Auch Vitolins bereitet die aktuelle politische Situation Sorgen. Er beschreibt die aus seiner Sicht andere Mentalität, die in der Sowjetunion geherrscht habe: „Ein einzelnes Leben hatte damals nicht viel Wert. Menschen wurden eher als Ressource, nicht als Individuen betrachtet.“ Diese Einstellung sei in Russland auch heute wieder zu finden, wie sich aktuell durch den Angriffskrieg zeige, in dem junge Menschen an der Front „verheizt“ würden. Von Riga aus sind es nur etwa zwei Stunden bis zur russischen Grenze. So habe zu Anfang der Invasion auch hier blanke Panik geherrscht. An der Universität habe man innegehalten und zunächst aufgehört, Kunst zu machen. 

Ein Spiegel im Aufenthaltsraum des Studiengangs Malerei gibt eine rote Leuchtschrift wieder, die alles ist falsch” auf Lettisch besagt – allerdings in kyrillischer Schrift

Nach und nach habe der Krieg die Kunstszene auf weiteren Wegen beeinflusst: Durch die Ankunft ukrainischer Geflüchteter und politischer Minderheiten, die aufgrund von Verfolgungen aus Russland nach Riga kamen. „Die neuen Ankömmlinge befinden sich allerdings in einer Art von Blase. Ihre Kunstszene bleibt eher unter sich“, stellt Vitolins fest.
Stark diskutiert wurde auch die Absage der Biennale Riboca (Internationale Biennale für Gegenwartskunst in Riga).

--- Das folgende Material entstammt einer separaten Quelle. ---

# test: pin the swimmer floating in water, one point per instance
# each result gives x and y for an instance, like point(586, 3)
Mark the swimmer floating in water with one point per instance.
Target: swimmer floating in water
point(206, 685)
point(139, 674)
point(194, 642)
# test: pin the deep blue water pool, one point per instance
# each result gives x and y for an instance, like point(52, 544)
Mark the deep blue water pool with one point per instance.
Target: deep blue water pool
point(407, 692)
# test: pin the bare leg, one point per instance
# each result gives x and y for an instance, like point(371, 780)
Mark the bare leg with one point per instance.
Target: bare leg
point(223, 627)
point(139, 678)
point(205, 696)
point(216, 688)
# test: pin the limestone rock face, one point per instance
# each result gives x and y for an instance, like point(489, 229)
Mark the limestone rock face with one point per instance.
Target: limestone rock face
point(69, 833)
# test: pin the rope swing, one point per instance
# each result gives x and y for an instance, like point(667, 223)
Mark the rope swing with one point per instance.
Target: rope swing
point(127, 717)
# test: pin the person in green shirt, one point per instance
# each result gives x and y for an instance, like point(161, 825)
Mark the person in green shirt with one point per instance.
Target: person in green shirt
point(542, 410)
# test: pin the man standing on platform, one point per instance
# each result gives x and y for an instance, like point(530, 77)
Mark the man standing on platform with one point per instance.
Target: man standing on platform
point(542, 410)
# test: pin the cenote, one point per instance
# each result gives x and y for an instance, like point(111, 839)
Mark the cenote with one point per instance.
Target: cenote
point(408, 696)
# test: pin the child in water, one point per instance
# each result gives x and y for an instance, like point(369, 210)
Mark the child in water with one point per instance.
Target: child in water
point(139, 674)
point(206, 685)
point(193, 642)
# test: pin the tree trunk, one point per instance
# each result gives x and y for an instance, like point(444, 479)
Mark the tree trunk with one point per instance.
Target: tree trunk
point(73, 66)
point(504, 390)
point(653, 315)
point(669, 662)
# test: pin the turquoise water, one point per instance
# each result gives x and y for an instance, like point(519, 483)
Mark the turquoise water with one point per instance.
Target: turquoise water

Diese wurde von Agniya Mirgorodskaya, der Tochter des russischen Oligarchen Gennady Mirgorodsky, gegründet und deshalb als nicht mehr tragbar angesehen. Russland versuche, die lettische Gesellschaft zu spalten, sagt Vitolins: „Sie haben diese imperialistische Anspruchshaltung an unser Land.“ Die Schwere aktueller politischer Ereignisse zieht auch an der Kunstakademie nicht leichtfertig vorbei – doch sie wäre kein Ort voller kreativer Köpfe, wenn keine Umgangsformen damit gefunden werden könnten.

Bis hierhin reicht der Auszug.